Les pays développés se désindustrialisent depuis 25 ans, ce qui a déplacé vers le monde émergent la fabrication à forte intensité de carbone de l’acier, du ciment, de l’ammoniac et des plastiques. En d’autres termes, les pays émergents produisent maintenant des biens industriels dont ils ont besoin en plus de ce qu’ils produisent également pour le monde développé. Toute discussion sur les émissions et les contraintes régionales devrait refléter ces réalités.
Pour renforcer le point sur le transfert de la production vers le monde en développement, il faut envisager la production d’électricité à partir du charbon. Tous les pays du monde, à l’exception de la Chine, ont réduit leur capacité nette de production au charbon de 8 GW entre janvier 2018 et juin 2019. Au cours de la même période, la Chine a augmenté cette capacité de 43 GW, a 121 GW supplémentaires en construction et finance un quart de tous les nouveaux projets de charbon en Asie. En d’autres termes, la dépendance mondiale à l’égard des exportations chinoises de biens industriels et de consommation bon marché a un coût environnemental substantiel.
Voici un exercice simple de calcul des émissions de CO2. Oubliez la réduction des émissions ; pensez simplement à les maintenir à un niveau constant. Les émissions des économies émergentes ont augmenté de 3 % par an depuis 2007, tandis que celles des pays développés ont diminué de 0,7 %. Supposons que les émissions des économies émergentes augmentent au même rythme et que les pays développés doivent émettre moins. Pour maintenir les émissions mondiales au même niveau, les pays développés devraient réduire leurs émissions d’environ 4 % par an, soit 5 à 6 fois plus vite que le rythme actuel. (…)

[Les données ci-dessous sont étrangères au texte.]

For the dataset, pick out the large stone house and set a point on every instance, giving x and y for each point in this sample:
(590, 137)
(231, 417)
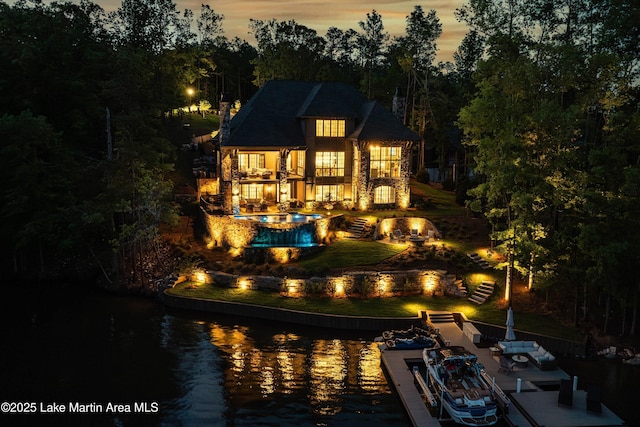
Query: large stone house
(313, 144)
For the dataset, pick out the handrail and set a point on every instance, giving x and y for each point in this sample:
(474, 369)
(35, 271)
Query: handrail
(496, 389)
(425, 389)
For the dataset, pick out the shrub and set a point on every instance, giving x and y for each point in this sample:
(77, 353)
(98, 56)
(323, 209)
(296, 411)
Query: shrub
(422, 176)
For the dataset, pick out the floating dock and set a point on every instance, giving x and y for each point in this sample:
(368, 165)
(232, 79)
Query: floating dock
(530, 407)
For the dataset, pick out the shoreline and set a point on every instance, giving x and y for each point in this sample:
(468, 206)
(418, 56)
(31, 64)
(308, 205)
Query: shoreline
(304, 318)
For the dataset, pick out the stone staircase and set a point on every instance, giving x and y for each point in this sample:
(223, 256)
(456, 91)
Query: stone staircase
(482, 293)
(478, 260)
(357, 228)
(462, 289)
(441, 318)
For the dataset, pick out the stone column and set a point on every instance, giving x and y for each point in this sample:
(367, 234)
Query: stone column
(283, 205)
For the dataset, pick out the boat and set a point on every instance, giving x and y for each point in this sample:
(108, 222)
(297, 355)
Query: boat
(455, 376)
(412, 332)
(416, 343)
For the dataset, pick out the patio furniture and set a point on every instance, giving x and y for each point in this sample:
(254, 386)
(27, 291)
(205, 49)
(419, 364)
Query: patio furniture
(594, 399)
(565, 394)
(506, 365)
(520, 361)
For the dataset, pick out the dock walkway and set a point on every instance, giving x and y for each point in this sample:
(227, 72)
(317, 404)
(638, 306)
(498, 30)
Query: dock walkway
(532, 407)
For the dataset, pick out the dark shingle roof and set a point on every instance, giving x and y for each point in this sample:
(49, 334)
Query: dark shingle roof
(272, 117)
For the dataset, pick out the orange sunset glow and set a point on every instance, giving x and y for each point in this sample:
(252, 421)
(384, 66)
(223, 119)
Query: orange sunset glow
(322, 14)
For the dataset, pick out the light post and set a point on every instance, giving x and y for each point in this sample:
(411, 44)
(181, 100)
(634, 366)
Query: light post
(190, 93)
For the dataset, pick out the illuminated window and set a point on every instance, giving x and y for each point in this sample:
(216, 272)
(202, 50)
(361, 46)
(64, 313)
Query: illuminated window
(384, 194)
(300, 163)
(329, 163)
(250, 161)
(329, 193)
(329, 127)
(253, 192)
(385, 162)
(295, 162)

La décarbonation a surtout eu lieu sur le réseau électrique. La part de 17 % de l’électricité dans la consommation mondiale d’énergie limite le potentiel de décarbonation du seul réseau ; l’électricité et la décarbonation devront également faire des progrès considérables dans les utilisations industrielles. Si des technologies sont désormais disponibles pour parvenir à l’électrification partielle de certains processus industriels, les preuves de ces transitions sont très limitées, même dans les juridictions qui appliquent des taxes sur le carbone. L’électrification de l’industrie doit obéir à des lois chimiques et physiques, ainsi qu’à des lois économiques. (…)
Sur les transports (…). En 2019, la part des Véhicules électriques dans les achats mondiaux de véhicules légers était de 2,5 %, alors qu’aux États-Unis, elle était de 1,9 % (ces deux parts étaient d’environ 1,2 % en 2017). (…)
La question de la séquestration du carbone. Après 20 ans de développement, les installations de capture du carbone ne stockent que 0,1 % des émissions mondiales chaque année, et il n’existe même pas encore de plan viable pour la capture directe de l’air ou d’autres formes de minéralisation du CO2 à des échelles significatives. Même quelque chose de simple et de bénéfique comme le reboisement est souvent amplifié bien au-delà de son potentiel réel (…)
Les dix commandements sur l'énergie et la décarbonation
- Tu ne confondras pas la vitesse de la baisse des coûts solaires et éoliens avec la vitesse de la décarbonation (…)
- Tu paieras un lourd tribut à l’électrification de l’industrie, quand elle est possible (…)
- Tu travailleras dur pour stocker l’énergie que tu produiras (…)
- Tu affronteras ton voisin concernant sa politique « pas de ça chez moi » sur le déploiement des énergies renouvelables (…)
- Tu ne perpétueras pas de fausses histoires sur le captage et le stockage du carbone (…)
- Tu reboiseras la terre, mais sans en surestimer l’impact (…)
- Tu ne feras pas d’images gravées d’une économie de l’hydrogène… encore (…)
- Tu n’assimileras pas « émissions évitées » et « émissions séquestrées » (…)
- Tu ne feras pas de fausses déclarations sur les avantages environnementaux des services de covoiturage (…)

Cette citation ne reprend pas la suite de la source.